The IRS selects which returns to audit based in part on a statistical formula that identifies returns most likely to be at risk of having an error (Guyton et al. 2018). For all individual income tax returns audited in FY 2022, the IRS recommended no change on about 4 percent of all returns and on 4 percent of returns with an EITC. The average amount of money the IRS attempted to collect on all audited individual income tax returns was $20,060. The average amount on audited returns with an EITC was $5,031.

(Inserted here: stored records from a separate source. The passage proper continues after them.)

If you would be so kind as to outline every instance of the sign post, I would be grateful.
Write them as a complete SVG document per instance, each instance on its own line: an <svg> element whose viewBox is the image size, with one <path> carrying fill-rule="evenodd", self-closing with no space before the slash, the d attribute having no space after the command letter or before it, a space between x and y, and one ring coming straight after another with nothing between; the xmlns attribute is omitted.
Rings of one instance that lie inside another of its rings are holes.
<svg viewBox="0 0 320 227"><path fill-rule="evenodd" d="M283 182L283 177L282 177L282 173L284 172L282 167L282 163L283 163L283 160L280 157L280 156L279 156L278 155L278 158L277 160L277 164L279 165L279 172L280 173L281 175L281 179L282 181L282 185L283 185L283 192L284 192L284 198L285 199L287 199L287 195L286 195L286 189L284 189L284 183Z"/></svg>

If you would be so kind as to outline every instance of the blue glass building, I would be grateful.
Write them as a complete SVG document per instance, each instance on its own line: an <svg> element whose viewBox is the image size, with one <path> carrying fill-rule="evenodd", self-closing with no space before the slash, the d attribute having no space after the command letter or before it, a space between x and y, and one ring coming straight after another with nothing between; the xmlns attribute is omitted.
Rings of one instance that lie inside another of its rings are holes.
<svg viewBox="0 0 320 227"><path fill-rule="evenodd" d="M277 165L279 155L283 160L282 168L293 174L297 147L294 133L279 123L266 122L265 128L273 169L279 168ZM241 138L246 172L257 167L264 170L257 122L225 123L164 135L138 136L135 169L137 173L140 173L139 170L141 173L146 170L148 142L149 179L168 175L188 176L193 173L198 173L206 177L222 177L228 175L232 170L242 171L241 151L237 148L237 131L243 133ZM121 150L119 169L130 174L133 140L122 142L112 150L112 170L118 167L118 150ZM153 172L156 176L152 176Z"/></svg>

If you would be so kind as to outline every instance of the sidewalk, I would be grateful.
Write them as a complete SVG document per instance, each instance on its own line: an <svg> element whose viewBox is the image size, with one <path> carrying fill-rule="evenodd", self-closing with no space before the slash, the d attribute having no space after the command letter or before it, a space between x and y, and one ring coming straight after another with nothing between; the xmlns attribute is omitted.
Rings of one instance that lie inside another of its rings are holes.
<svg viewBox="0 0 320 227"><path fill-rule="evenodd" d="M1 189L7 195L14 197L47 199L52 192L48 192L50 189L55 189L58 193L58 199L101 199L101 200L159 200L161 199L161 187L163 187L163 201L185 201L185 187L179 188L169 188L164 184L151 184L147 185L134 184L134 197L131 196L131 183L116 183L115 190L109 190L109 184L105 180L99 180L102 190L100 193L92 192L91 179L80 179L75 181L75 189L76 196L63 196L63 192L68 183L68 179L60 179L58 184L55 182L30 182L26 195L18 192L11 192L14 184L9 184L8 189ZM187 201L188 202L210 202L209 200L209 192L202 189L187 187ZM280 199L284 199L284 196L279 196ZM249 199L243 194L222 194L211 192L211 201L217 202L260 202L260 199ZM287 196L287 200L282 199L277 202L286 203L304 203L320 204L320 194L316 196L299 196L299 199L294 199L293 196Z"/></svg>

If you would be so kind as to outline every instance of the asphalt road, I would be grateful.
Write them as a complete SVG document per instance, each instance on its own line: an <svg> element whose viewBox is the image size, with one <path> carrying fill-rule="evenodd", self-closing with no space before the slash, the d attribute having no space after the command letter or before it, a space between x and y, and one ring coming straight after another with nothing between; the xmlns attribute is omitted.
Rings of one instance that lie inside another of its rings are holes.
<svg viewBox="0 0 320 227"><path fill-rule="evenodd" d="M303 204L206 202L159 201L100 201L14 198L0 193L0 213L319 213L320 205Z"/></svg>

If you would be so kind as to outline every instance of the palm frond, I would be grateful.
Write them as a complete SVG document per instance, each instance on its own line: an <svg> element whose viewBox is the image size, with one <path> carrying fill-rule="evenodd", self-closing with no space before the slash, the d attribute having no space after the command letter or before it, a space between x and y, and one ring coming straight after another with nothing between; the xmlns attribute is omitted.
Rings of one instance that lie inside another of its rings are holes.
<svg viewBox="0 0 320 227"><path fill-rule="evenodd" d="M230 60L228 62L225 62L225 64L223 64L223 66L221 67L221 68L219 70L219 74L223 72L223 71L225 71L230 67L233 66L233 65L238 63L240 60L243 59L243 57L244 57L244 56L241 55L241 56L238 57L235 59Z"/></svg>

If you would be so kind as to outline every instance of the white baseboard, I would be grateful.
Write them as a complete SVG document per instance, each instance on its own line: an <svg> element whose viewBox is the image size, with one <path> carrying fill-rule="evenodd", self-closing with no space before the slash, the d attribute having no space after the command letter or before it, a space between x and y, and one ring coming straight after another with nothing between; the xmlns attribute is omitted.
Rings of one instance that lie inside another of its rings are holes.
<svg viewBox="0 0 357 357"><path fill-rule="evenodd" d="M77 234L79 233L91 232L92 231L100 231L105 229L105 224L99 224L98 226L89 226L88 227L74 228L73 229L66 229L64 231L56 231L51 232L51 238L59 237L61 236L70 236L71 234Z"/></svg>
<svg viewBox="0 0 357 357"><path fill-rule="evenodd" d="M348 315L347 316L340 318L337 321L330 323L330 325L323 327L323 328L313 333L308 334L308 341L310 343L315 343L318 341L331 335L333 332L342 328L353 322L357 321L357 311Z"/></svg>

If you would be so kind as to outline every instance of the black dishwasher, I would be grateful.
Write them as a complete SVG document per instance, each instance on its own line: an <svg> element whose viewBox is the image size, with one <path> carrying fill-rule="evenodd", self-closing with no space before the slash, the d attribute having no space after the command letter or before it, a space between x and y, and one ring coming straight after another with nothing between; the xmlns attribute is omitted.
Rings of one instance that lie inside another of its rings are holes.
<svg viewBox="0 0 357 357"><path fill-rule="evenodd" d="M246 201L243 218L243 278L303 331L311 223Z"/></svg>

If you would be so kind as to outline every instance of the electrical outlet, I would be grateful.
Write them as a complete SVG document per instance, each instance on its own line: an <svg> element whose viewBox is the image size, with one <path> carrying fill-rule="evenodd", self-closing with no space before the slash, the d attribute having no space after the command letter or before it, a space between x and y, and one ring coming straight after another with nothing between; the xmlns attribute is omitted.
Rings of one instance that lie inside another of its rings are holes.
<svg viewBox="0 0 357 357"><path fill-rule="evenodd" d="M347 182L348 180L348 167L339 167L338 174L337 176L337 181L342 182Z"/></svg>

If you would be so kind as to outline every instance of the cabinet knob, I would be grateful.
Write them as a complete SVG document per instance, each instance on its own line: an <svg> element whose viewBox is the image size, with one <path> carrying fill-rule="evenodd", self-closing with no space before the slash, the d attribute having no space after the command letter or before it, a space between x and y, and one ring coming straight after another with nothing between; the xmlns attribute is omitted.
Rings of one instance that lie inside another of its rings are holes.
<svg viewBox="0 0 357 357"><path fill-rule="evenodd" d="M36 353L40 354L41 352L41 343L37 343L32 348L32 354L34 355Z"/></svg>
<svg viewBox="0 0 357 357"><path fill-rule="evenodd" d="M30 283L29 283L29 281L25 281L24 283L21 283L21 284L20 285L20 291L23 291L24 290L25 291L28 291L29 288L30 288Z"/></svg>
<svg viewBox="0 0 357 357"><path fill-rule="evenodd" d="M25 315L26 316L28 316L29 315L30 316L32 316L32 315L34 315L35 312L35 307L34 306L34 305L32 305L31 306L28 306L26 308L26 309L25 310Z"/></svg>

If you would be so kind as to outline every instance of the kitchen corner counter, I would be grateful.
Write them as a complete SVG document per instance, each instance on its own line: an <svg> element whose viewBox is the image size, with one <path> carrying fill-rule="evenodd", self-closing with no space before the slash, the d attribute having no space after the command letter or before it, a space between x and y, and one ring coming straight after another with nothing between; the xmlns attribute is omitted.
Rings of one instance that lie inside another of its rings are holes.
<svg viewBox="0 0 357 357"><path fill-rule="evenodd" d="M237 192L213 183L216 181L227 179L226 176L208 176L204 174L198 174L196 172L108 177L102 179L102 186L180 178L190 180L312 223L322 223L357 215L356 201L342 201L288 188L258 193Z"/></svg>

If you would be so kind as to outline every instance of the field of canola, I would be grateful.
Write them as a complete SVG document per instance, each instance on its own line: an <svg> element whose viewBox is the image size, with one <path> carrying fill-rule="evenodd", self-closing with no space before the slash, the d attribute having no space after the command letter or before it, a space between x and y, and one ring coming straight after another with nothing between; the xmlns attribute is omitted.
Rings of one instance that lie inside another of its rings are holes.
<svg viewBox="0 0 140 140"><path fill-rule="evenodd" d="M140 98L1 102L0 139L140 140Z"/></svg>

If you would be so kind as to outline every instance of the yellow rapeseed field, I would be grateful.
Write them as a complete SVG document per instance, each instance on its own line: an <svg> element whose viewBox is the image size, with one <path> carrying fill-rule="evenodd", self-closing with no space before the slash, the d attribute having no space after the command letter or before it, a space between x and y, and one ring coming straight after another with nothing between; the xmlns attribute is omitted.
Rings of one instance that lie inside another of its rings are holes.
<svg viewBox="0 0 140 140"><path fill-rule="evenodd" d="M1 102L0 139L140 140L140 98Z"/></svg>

Recent analysis demonstrates that correspondence audits decrease the likelihood that a person will claim an EITC the year following the audit by over 30 percentage points. That effect persists to some degree for multiple years (Guyton et al. 2018).

Although selecting cases to be audited is done without knowing a person’s race (the IRS does not collect information on the race of the taxpayer), recent analysis showed that Black taxpayers were between 2.9 and 4.7 times more likely to be audited than non-Black taxpayers (Elzayn et al. 2023). They find the main source of disparity is the differing audit rates among taxpayers claiming the EITC. If audit selection focused more on maximizing tax due rather than minimizing the no change rate and the number of taxpayers erroneously claiming net refunds instead of underreporting net taxes due, this disparity would  narrow.

Updated January 2024
Further reading

Elzayn, Hadi, Evelyn Smith, Thomas Hertz, Arun Ramesh, Robin Risher, Daneil E. Ho, and Jacot Goldin. 2023. “Measuring and Mitigating Racial Disparities in Tax Audits.” Stanford Institute for Economic Policy Research (SIEPR), Working Paper. Stanford, CA.

Guyton, John, Kara Leibel, Dayanand S. Manoli, Ankur Patel, Mark Payne, and Brenda Schafer. 2018. “Tax Enforcement and Tax Policy: Evidence on Taxpayer Responses to EITC Correspondence Audits.” NBER Working Paper No. 24465. Cambridge, MA: National Bureau of Economic Research.